3. data processing method according to claim 2, which is characterized in that the basis is in preset statistical time range
The successful match rate that history match record calculates separately each regular expression in the regular expression resources bank includes:
The statistical time range is divided into T sub-period, T is positive integer;
The successful match in each sub-period time of each regular expression in the regular expression resources bank is counted respectively
Number;
The successful match rate of each regular expression in the regular expression resources bank is calculated separately according to the following formula:
Wherein, n is the serial number of regular expression, and 1≤n≤N, N are the regular expression in the regular expression resources bank
Sum, t are the serial number that sub-period is arranged according to chronological order, 1≤t≤T, MatSucNumn,tFor the regular expression
Successful match number of n-th of regular expression in t-th of sub-period in resources bank, WeighttFor preset weight system
Number, and Weightt<Weightt+1, MatSucRationFor n-th of regular expression in the regular expression resources bank
Successful match rate.
4. data processing method according to any one of claim 1 to 3, which is characterized in that determining the data packet
Data format after, further includes:
The total number of the data packets to be processed such as statistics;
If the total number of the data packet to be processed such as described is greater than preset quantity threshold, preset each preliminary data is obtained
The configuration file of processing terminal, and according to the configuration file determine each preliminary data processing terminal corresponding to data lattice
Formula;
Each preliminary data processing terminal is divided in corresponding data processing cluster, wherein in same data processing cluster
Preliminary data processing terminal corresponding to data format it is consistent;
Target cluster corresponding with the data packet is chosen, in the target cluster corresponding to each preliminary data processing terminal
Data format is consistent with the data format of the data packet;
The data packet is sent to the target cluster to handle.

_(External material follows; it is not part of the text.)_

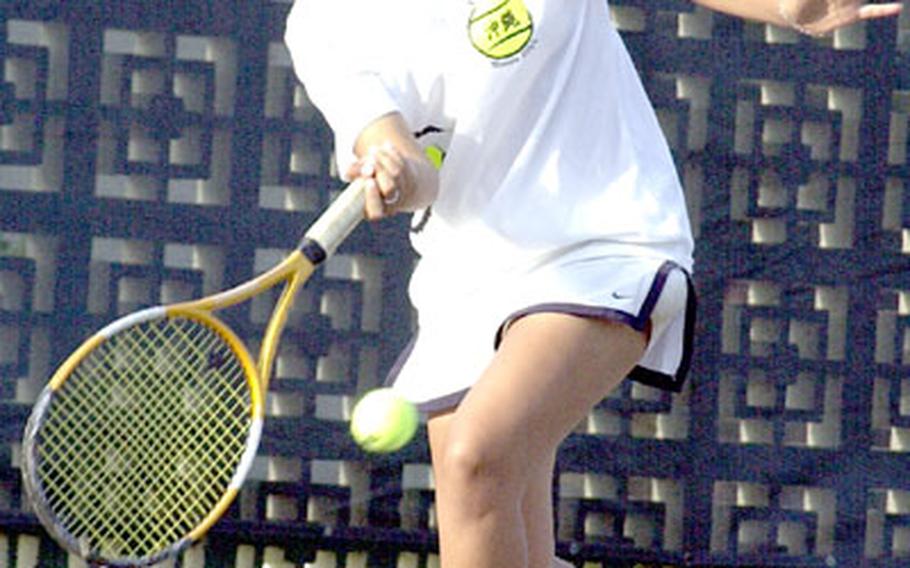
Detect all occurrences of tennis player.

5. data package processing method according to claim 4, which is characterized in that the data packet is being sent to the mesh
After mark cluster is handled, further includes:
Each preliminary data processing terminal into the target cluster sends data packet inquiry request respectively, and receives institute respectively
State the pending data packet number of each preliminary data processing terminal feedback in target cluster;
The smallest preliminary data processing terminal of pending data packet number is chosen from the target cluster as preferred process end
End;
The allocation of packets to the preferred process terminal is handled.

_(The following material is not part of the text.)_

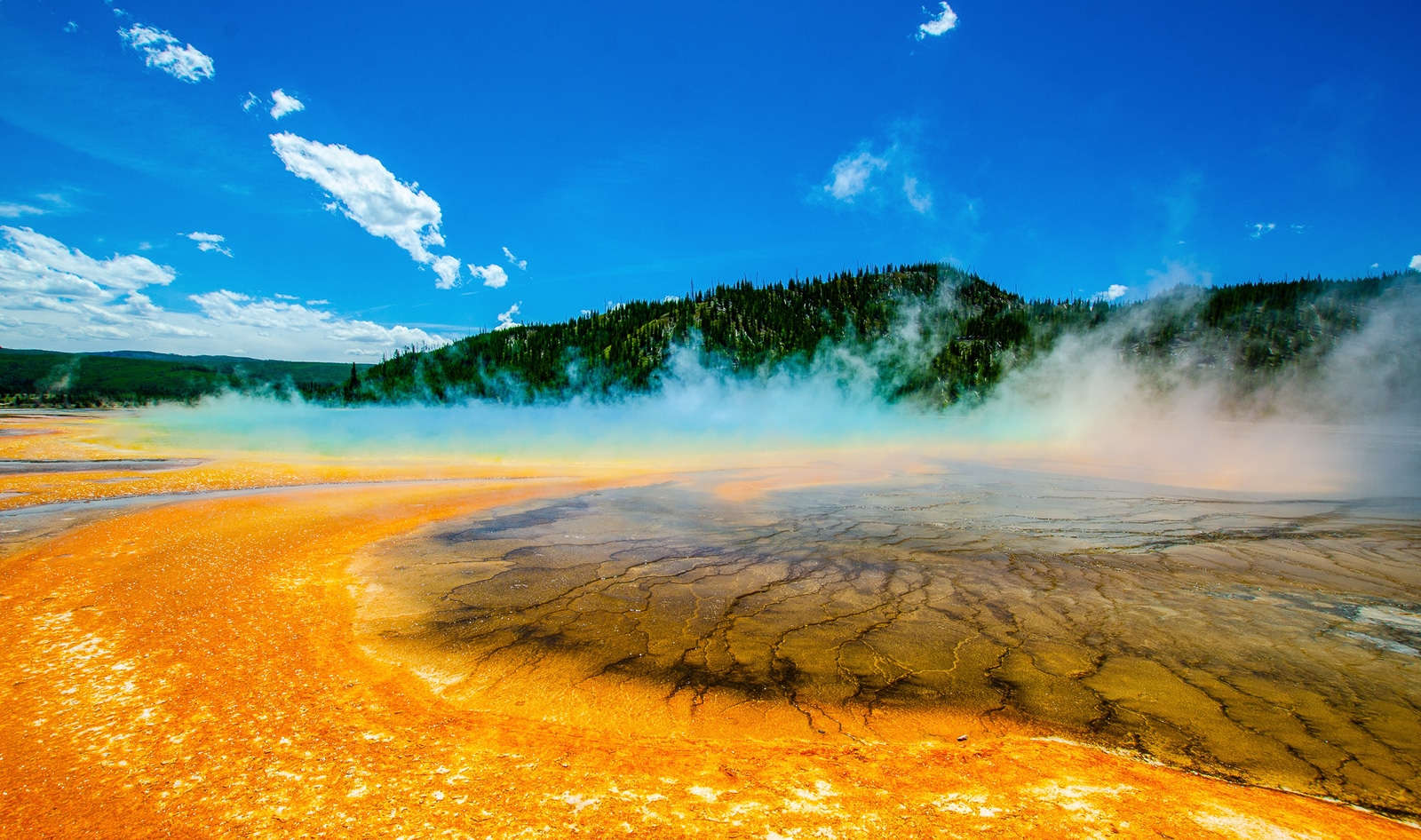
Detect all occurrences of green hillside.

6. a kind of data processing equipment characterized by comprising
Packet-receiving module, the data packet for acquiring and sending for receiving preset packet catcher include in the data packet
The data record of one or more;
Format match module determines institute for carrying out format match to target record according to preset regular expression resources bank
The data format of data packet is stated, includes more than one regular expression, each canonical table in the regular expression resources bank
A kind of data format is both corresponded to up to formula, the target record is any one data record in the data packet;
Rule searching module is handled, it is regular for searching target processing in preset data processing rule library, at the target
Reason rule is data processing rule corresponding with the data format of the data packet;
Data processing module carries out the pieces of data record in the data packet for handling rule according to the target respectively
Processing, the data packet that obtains that treated.

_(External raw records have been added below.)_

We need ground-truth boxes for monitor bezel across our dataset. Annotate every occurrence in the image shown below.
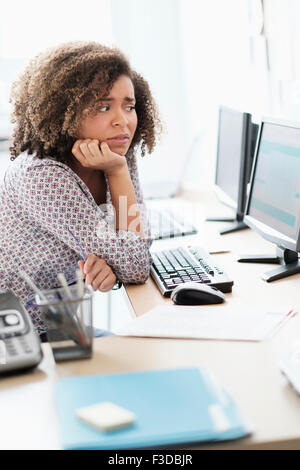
[214,106,252,217]
[244,118,300,252]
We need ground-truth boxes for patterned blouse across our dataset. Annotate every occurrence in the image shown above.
[0,154,151,333]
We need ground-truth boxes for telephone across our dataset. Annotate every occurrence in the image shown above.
[0,291,43,374]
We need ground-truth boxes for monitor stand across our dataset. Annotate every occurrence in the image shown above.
[205,215,249,235]
[237,246,300,282]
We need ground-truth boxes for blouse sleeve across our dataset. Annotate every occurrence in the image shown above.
[17,165,151,284]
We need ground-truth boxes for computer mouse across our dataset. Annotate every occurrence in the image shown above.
[171,282,225,305]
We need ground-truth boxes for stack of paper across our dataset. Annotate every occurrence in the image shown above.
[56,368,249,449]
[117,305,295,341]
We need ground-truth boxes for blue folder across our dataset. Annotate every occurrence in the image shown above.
[55,368,249,449]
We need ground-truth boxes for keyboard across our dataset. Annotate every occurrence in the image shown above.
[148,208,197,240]
[151,246,233,297]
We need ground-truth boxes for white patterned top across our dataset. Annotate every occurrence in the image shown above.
[0,154,151,333]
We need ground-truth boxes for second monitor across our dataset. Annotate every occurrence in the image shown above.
[206,106,258,234]
[238,120,300,282]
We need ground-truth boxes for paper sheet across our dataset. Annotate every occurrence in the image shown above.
[116,305,295,341]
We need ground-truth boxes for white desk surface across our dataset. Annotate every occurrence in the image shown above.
[0,189,300,449]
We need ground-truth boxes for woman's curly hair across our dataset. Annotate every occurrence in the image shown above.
[10,41,162,161]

7. data processing equipment according to claim 6, which is characterized in that the format match module includes:
Successful match rate computing unit, for according in preset statistical time range history match record calculate separately it is described just
The then successful match rate of each regular expression in expression formula resources bank;
Candidate expression formula selection unit, for choosing a matching being not yet selected from the regular expression resources bank
The highest regular expression of success rate is as candidate expression formula;
Format match unit, for carrying out format match to the target record using the candidate expression formula;
First processing units are returned and are selected from the regular expression resources bank described in execution if failing for format match
The step of highest regular expression of the successful match rate being not yet selected is as candidate expression formula is taken, until format
Until success;
The second processing unit, if for format match success, by data corresponding with candidate's expression formula of successful match
Format is determined as the data format of the data packet.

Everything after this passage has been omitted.